To begin this series of drawings, I imagined how objects look when no one is around to look at them. They are not in use, and they are not particularly waiting to be used. The lights are off and it is quiet; the objects become shadowy presences in no particular time or place.
A tradition in still-life painting employs its subjects in the service of a particular light, to show the effects of light as it falls on forms. The objects become employees of the picture, while the light sweeps across and creates a whole for the viewer to consume. The objects in my drawings are hard-edged. They are the opposite of the blank paper around them and, with their solidity, create a dichotomy between up-close and infinity. They are in a situation that is void of an outside light source. Instead, the light is a product of the drawing itself, and of the drawing’s woven rhythm. The light builds up and falls away. An example of this is in Bridge, where the darks gather in the seams of the collaged paper and shift where a new piece of paper begins.
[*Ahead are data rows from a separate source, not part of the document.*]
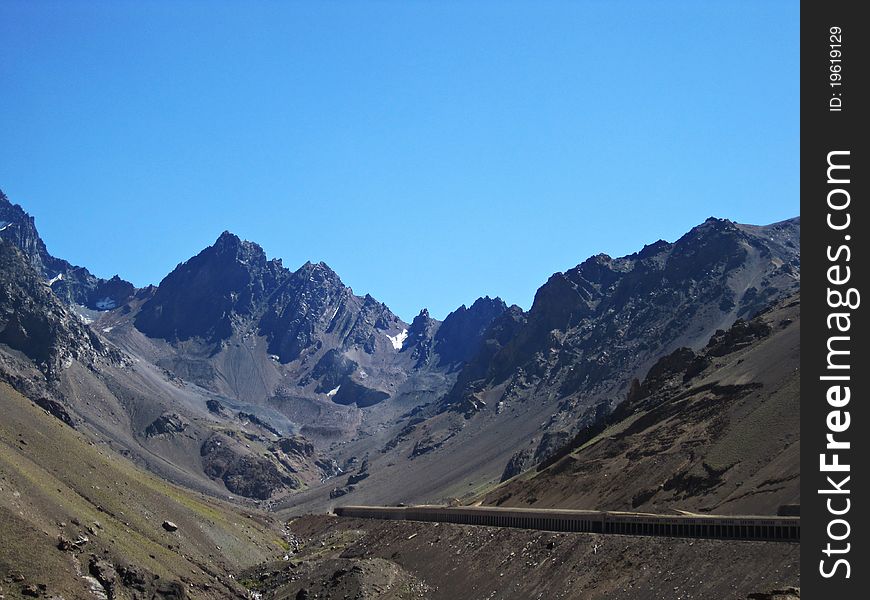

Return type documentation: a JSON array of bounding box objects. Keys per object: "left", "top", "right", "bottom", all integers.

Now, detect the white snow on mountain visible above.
[{"left": 386, "top": 329, "right": 408, "bottom": 350}]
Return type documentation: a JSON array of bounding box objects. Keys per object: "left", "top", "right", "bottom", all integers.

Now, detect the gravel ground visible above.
[{"left": 244, "top": 514, "right": 799, "bottom": 600}]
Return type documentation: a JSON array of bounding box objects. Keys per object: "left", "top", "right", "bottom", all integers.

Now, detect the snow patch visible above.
[
  {"left": 95, "top": 297, "right": 117, "bottom": 310},
  {"left": 386, "top": 329, "right": 408, "bottom": 350},
  {"left": 47, "top": 272, "right": 64, "bottom": 286},
  {"left": 326, "top": 385, "right": 341, "bottom": 397},
  {"left": 102, "top": 326, "right": 114, "bottom": 333}
]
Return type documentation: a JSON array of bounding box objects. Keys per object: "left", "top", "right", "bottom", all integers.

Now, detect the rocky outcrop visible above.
[
  {"left": 144, "top": 413, "right": 189, "bottom": 438},
  {"left": 201, "top": 432, "right": 300, "bottom": 500},
  {"left": 0, "top": 240, "right": 118, "bottom": 377},
  {"left": 500, "top": 448, "right": 532, "bottom": 482},
  {"left": 308, "top": 349, "right": 358, "bottom": 393},
  {"left": 205, "top": 398, "right": 225, "bottom": 415}
]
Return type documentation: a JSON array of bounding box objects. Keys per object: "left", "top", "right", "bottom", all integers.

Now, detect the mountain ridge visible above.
[
  {"left": 0, "top": 188, "right": 799, "bottom": 515},
  {"left": 0, "top": 190, "right": 137, "bottom": 311}
]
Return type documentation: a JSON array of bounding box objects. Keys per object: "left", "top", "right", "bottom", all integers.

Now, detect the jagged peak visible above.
[
  {"left": 215, "top": 230, "right": 240, "bottom": 243},
  {"left": 0, "top": 193, "right": 32, "bottom": 222},
  {"left": 407, "top": 308, "right": 436, "bottom": 335},
  {"left": 207, "top": 230, "right": 270, "bottom": 266},
  {"left": 442, "top": 296, "right": 507, "bottom": 323},
  {"left": 636, "top": 239, "right": 671, "bottom": 259},
  {"left": 294, "top": 260, "right": 342, "bottom": 284},
  {"left": 504, "top": 304, "right": 526, "bottom": 317},
  {"left": 213, "top": 230, "right": 254, "bottom": 252},
  {"left": 691, "top": 216, "right": 738, "bottom": 235},
  {"left": 470, "top": 295, "right": 507, "bottom": 310}
]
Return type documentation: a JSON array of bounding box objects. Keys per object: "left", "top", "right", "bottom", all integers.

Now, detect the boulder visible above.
[{"left": 161, "top": 520, "right": 178, "bottom": 532}]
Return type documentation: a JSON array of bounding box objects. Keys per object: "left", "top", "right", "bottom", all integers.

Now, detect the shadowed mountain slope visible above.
[{"left": 481, "top": 293, "right": 800, "bottom": 516}]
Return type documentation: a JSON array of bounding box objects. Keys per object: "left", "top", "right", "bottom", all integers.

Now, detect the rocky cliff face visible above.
[
  {"left": 0, "top": 240, "right": 117, "bottom": 377},
  {"left": 135, "top": 231, "right": 290, "bottom": 344},
  {"left": 402, "top": 308, "right": 439, "bottom": 368},
  {"left": 0, "top": 190, "right": 135, "bottom": 310},
  {"left": 432, "top": 296, "right": 508, "bottom": 368}
]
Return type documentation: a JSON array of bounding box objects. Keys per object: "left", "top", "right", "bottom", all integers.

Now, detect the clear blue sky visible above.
[{"left": 0, "top": 1, "right": 798, "bottom": 321}]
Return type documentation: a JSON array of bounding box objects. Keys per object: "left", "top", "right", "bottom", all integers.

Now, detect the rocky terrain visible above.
[
  {"left": 269, "top": 216, "right": 799, "bottom": 514},
  {"left": 0, "top": 190, "right": 800, "bottom": 509},
  {"left": 481, "top": 294, "right": 800, "bottom": 516},
  {"left": 240, "top": 514, "right": 799, "bottom": 600},
  {"left": 0, "top": 187, "right": 801, "bottom": 597}
]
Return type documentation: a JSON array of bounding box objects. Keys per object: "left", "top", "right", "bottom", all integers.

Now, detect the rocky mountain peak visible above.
[
  {"left": 636, "top": 239, "right": 671, "bottom": 259},
  {"left": 434, "top": 296, "right": 508, "bottom": 367},
  {"left": 134, "top": 232, "right": 289, "bottom": 343},
  {"left": 0, "top": 190, "right": 136, "bottom": 311},
  {"left": 401, "top": 308, "right": 440, "bottom": 367},
  {"left": 215, "top": 229, "right": 241, "bottom": 245},
  {"left": 292, "top": 260, "right": 344, "bottom": 292},
  {"left": 211, "top": 231, "right": 269, "bottom": 265}
]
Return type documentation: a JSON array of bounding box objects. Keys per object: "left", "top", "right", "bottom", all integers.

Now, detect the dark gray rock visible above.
[{"left": 0, "top": 190, "right": 135, "bottom": 310}]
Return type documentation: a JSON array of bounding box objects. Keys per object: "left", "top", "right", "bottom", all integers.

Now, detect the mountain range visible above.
[
  {"left": 0, "top": 188, "right": 801, "bottom": 597},
  {"left": 0, "top": 188, "right": 800, "bottom": 508}
]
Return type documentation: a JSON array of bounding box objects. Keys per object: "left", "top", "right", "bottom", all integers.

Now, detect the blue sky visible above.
[{"left": 0, "top": 1, "right": 798, "bottom": 321}]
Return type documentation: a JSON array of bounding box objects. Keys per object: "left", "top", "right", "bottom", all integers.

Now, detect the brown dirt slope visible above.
[
  {"left": 481, "top": 294, "right": 800, "bottom": 516},
  {"left": 246, "top": 514, "right": 799, "bottom": 600},
  {"left": 0, "top": 382, "right": 284, "bottom": 599}
]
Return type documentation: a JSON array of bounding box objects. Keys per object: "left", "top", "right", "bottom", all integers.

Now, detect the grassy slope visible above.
[{"left": 0, "top": 382, "right": 284, "bottom": 599}]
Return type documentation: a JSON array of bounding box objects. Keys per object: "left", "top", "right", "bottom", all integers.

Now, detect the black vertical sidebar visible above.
[{"left": 801, "top": 1, "right": 867, "bottom": 597}]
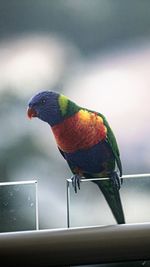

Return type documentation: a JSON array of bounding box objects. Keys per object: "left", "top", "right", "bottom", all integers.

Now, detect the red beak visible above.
[{"left": 27, "top": 107, "right": 37, "bottom": 119}]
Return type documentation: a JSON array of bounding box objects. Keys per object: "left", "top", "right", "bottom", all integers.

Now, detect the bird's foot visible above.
[
  {"left": 71, "top": 174, "right": 81, "bottom": 193},
  {"left": 110, "top": 171, "right": 122, "bottom": 190}
]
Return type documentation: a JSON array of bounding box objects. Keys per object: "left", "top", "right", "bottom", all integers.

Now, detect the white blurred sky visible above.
[
  {"left": 0, "top": 34, "right": 149, "bottom": 173},
  {"left": 0, "top": 35, "right": 79, "bottom": 95}
]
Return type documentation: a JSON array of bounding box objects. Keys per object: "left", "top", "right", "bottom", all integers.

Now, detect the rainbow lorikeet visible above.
[{"left": 27, "top": 91, "right": 125, "bottom": 224}]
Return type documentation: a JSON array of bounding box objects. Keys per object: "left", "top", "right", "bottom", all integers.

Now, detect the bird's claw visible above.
[
  {"left": 110, "top": 171, "right": 122, "bottom": 190},
  {"left": 71, "top": 174, "right": 81, "bottom": 193}
]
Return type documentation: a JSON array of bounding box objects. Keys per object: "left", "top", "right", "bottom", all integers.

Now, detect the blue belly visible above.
[{"left": 64, "top": 140, "right": 115, "bottom": 173}]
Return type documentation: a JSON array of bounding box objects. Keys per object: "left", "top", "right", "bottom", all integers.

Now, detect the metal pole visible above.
[
  {"left": 0, "top": 223, "right": 150, "bottom": 266},
  {"left": 35, "top": 180, "right": 39, "bottom": 230},
  {"left": 66, "top": 179, "right": 70, "bottom": 228}
]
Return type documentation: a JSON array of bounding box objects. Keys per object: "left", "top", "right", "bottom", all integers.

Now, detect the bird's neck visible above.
[{"left": 46, "top": 99, "right": 80, "bottom": 127}]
A few years ago, I began looking at art that flattened representation, art that chose to stack objects rather than have them recede. Early American folk art, Egyptian art, and eastern Indian art all informed my commitment to explore disrupted spaces, or rather spaces that allow details to carry real weight. My drawings depict common objects that have been taken out of context and put into a context of their own, amongst one another. Wholeness is built slowly and literally, as each object touches another and thereby builds a wall.